Joaquin Phoenix é o protagonista do sombrio e satírico "Eddington", que estreou no Festival de Cannes na sexta-feira, uma abordagem mordaz das guerras culturais americanas ambientada numa pequena cidade do Novo México.
O filme do realizador norte-americano em ascensão Ari Aster é um 'thriller' perturbador, mas muitas vezes divertido, ao estilo de um western, ambientado na política tóxica e das teorias da conspiração dos EUA.
Phoenix brilha como um xerife profundamente falível que tenta manter a ordem na cidade de Eddington no momento do uso obrigatório de máscaras por causa da COVID-19, protestos divisivos do movimento "Black Lives Matter" e tensões intergeracionais.
"Acho que estamos num momento em que todos vivem numa realidade diferente, na sua própria realidade, e ninguém consegue concordar sobre o que é real e o que está realmente a acontecer", disse Aster a jornalistas em Cannes.
"De certa forma, perdemos uma das forças sociais que sempre esteve no centro das democracias liberais, que é uma versão acordada do que é real."
Questionado se os EUA estavam doentes, o realizador de 38 anos respondeu: "Sim, com certeza."
"Acho que a ligação final com aquele antigo sistema (de concordar sobre o que é real) foi cortado durante a COVID", explicou. "Acho que foi o começo de algo em grande."
Mais conhecido pelos seus anteriores filmes de terror, "Hereditário" e "Midsommar", Aster parece estar a parodiar toda a gente, dos conservadores do sul dos EUA amantes de armas até os ativistas brancos antirracistas que adoram espalhar a virtude.
Emma Stone (a vencedora dos Óscares por "La La Land" e "Pobres Criaturas") interpreta a esposa de Phoenix, que mergulha num mundo de teóricos da conspiração de direita obcecados por pedófilos.
Quebra de confiança

Aster admitiu ter um pressentimento sobre o rumo que os EUA tomariam e decidiu dramatizá-lo no seu filme, cuja sátira social inicial gradualmente dá lugar a ações muito mais sombrias e violentas.
Questionado se a polarização política americana e a quebra de confiança nos media poderiam estar a levar o país ao caminho da violência em massa, disse: "Isso é certamente algo que me preocupa".
"Neste momento, parece que nada está a ser feito para apaziguar a fúria", disse aos jornalistas.
No elenco recheado de estrelas de Aster, que inclui Pedro Pascal e Austin Butler ("Elvis"), as personagens estão constantemente a filmarem-se umas às outras, a publicar nas redes sociais e a trocar mensagens.
Numa cena, Joe Cross (Phoenix) é questionado por um subordinado se deveria partilhar um vídeo online do seu discurso incendiário.
"Não me faças pensar nisso.

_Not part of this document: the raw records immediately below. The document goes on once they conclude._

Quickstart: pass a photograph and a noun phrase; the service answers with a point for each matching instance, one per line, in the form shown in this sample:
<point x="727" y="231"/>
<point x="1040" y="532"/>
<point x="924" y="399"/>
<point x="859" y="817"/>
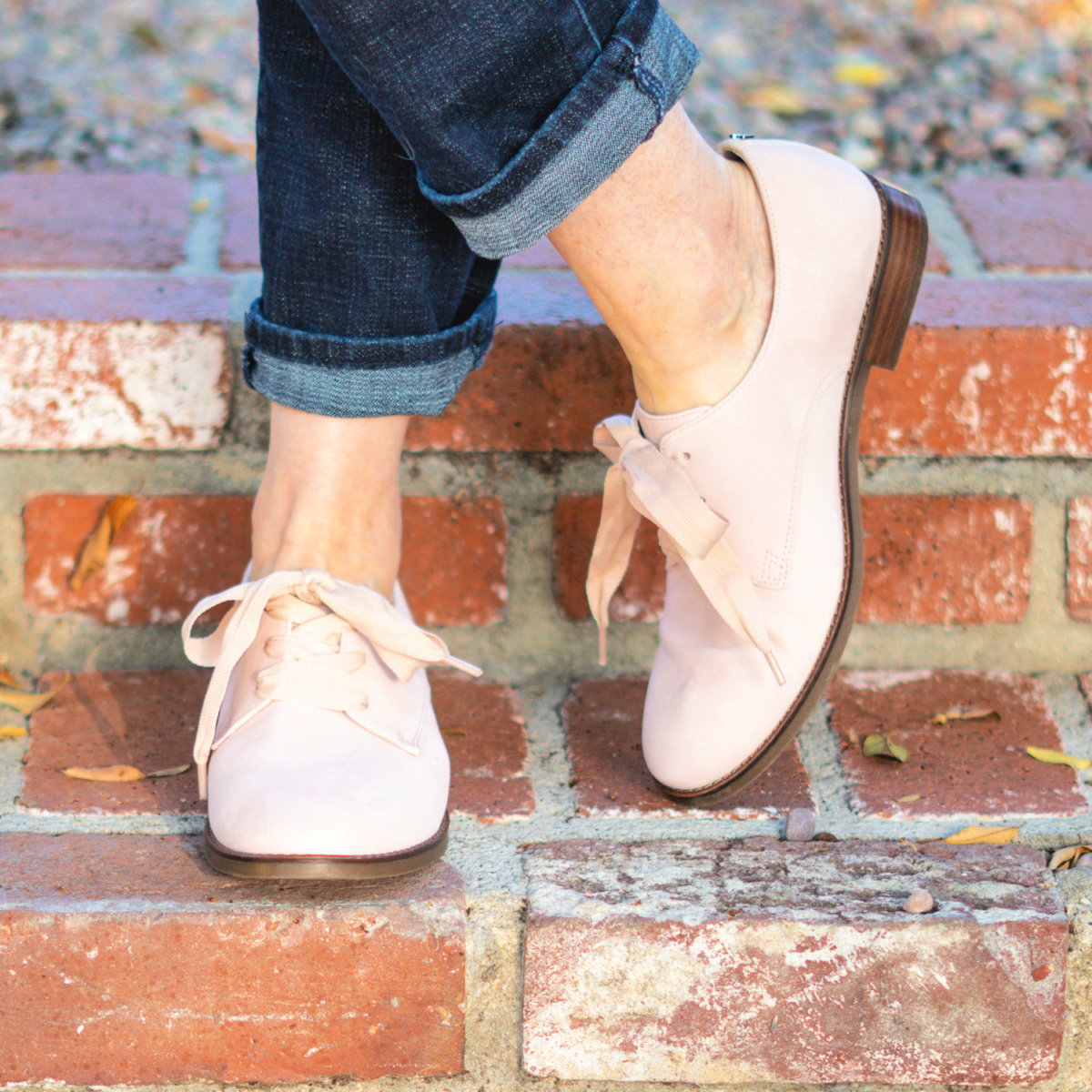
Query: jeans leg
<point x="512" y="112"/>
<point x="372" y="303"/>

Coloca!", reage Cross.
O filme é "sobre o que acontece quando as pessoas que discordam sobre a realidade começam a entrar em conflito umas com as outras", explicou Aster. "E é isso que começa a dominar todos."
O filme concorre à prestigiada Palma de Ouro na competição principal em Cannes, que será anunciada a 24 de maio.
O vencedor do ano passado, "Anora", do também realizador norte-americano Sean Baker, viria a triunfar nos Óscares na cerimónia de 2 de março.
"Eddington" tem estreia internacional prevista para julho. A portuguesa ainda não está anunciada.